Taking on chameleonic qualities, The Colour of the Chameleon (Tsvetat na Hameleona) is a smart entry into the espionage thriller while also being something of a semi-satiric deconstruction of the genre as well as of the political corruption that pervades the post-Soviet territories. Its attention to detail and penchant for cumulative impact demand patience; like belatedly cunning protagonist Batko Stamenov (Ruscen Vidinliev), the film keeps its wider points half-hidden under a deceptively light touch. Slickly made, in aesthetic terms it doesn’t immediately strike one as particularly invested in history or in real life.
The fiction feature directorial debut of Emil Christov and adapted by Vladislov Todorov from his own novel The Zincograph (referenced in the film as the subject of an underground revolutionary book club), The Colour of the Chameleon begins in 1989 Sofia, before the fall of communism, where Stamenov is recruited as a secret police informant by Captain Mliakov (Rousy Chanev). Self-codenamed “Marzipan”, Batko is tasked with penetrating an enemy cell within a group of revolutionary students while working as an assistant in an etching print factory, and embraces his duties with diligence. When he is prematurely dismissed of his command due to a misunderstanding, however, Batko is left with a battered ego and a sense of loss.

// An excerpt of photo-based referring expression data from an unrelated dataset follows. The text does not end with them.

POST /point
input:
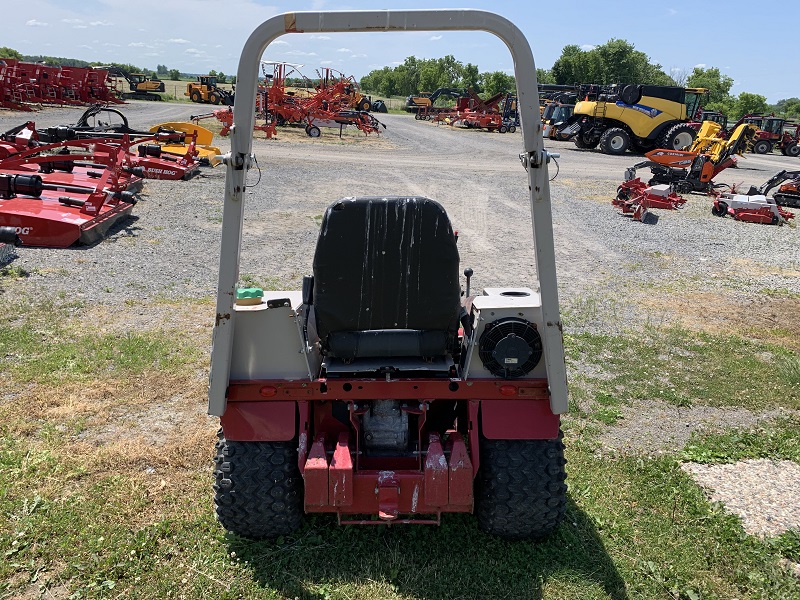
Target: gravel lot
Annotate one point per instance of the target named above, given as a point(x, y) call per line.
point(629, 270)
point(172, 242)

Two years later, following the fall of communism, Batko feigns identities as KGB, CIA and MI6 agents and begins to recruit his own spies, spinning an intricate web of obliviously fake espionage cells in order to machinate vengeance upon Mliakov and to undo the political regime – corrupt and inept in equal measure – that has arisen from the ashes of the old system… To say more would be to spoil a film that revels in the fun to be gained from handling grand gestures and fancier whimsies alike; an interest in the workings of espionage fiction might be of crucial assistance in keeping up with a plot that also includes apparently superfluous details.
Said details include Batko’s childhood as an orphan, flashbacks to which reveal his pre-pubescent discovery of and curiosity with onanism (“a step away from epilepsy,” his overbearing aunt warns). It’s difficult to see how these elements figure into the overall story, but it’s possible that Batko’s ongoing fixation with sexual pleasures – shot with a kind of macabre humour by Krum Rodriguez – are meant as a kind of rebuke (or rather logical mirror-image) of James Bond, whose own background as an orphan and misogyny as an adult are presented and accepted unproblematically.
Whether this extra baggage is cumbersome or enlightening is down to personal preference – to my mind, the film felt half an hour too long. But then, just as its title comes from a line spoken with reference to the colour of “the sky above the city”, this is a suitably messy film set at a point in history when both politico-economic regimes bent over backwards to distinguish themselves from one another, but who were later revealed to be bedpals all along.